March 2, 2017 - 12:00 AM

The campaign to fill Mike Pompeo’s 4th District seat in the U.S. House is in full swing with the outcome to be decided on April 11.
Days after being re-elected in 2016 to a fourth term, Pompeo, R-Wichita, resigned to become director of the Central Intelligence Agency.
Voters in the heavily Republican 17-county district will choose between Republican Ron Estes, state treasurer, and James Thompson, a Democrat.
This week, Thompson portrayed Estes as a “supportive part of Brownback’s administration and his policies.” Estes replied, “… if Thompson wants to run for governor, he could do that next year.”

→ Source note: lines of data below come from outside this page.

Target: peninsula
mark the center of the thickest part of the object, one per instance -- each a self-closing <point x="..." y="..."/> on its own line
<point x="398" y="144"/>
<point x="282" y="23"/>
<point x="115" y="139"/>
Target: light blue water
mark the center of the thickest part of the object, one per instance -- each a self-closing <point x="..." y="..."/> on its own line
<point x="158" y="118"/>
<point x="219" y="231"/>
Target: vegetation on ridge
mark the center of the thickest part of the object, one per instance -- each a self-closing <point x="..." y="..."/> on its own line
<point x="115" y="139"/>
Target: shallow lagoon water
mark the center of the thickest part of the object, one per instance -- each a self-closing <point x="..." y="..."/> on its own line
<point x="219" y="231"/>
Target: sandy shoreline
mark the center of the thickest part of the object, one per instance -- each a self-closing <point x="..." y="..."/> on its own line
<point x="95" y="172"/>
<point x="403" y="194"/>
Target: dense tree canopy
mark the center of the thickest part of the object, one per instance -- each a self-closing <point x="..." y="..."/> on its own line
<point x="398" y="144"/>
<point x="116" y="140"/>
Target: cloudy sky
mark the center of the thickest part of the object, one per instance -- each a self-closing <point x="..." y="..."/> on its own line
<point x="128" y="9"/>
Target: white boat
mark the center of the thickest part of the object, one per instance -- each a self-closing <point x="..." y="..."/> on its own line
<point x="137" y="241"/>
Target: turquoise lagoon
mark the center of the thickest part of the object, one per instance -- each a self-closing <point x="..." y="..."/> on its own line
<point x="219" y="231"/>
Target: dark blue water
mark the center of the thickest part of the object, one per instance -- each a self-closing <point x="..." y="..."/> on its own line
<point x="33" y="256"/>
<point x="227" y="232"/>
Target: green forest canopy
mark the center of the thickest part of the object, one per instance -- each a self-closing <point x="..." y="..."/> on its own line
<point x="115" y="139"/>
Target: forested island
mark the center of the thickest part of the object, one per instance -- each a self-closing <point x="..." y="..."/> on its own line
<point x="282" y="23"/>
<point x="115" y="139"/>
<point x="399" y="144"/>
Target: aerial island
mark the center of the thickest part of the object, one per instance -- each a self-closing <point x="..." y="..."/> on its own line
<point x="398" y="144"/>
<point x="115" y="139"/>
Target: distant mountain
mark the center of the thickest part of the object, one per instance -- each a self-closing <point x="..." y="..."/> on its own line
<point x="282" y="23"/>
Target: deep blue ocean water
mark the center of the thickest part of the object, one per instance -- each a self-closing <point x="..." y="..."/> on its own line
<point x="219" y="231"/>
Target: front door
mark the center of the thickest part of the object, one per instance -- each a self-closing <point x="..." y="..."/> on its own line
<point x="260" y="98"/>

And so it goes in politics demeaned by gridlock in Congress from day one of President Obama’s administration, and kept on the low side during the Trump-Clinton bout when more mud was slung than can be found in the Mississippi Delta.
Thompson, a civil rights attorney, wants to be the first Democrat to hold the Fourth District seat since Dan Glickman left Congress in 1994 to be Bill Clinton’s secretary of Agriculture.
The special election to fill Pompeo’s seat will be the first with national implications since Trump became president. That Trump won 60 percent of the vote in the Fourth District vote is to Estes’s advantage, as if he needed much in Kansas.
Thompson is pegging his campaign on tying Estes to the governor’s unpopular policies. Estes’s supporters, however, say this characterization is misplaced and that Estes is “conservative but level-headed” and shies away from ultra-conservative principles.
We’ll find out how influential Thompson and his supporters are in less than six weeks.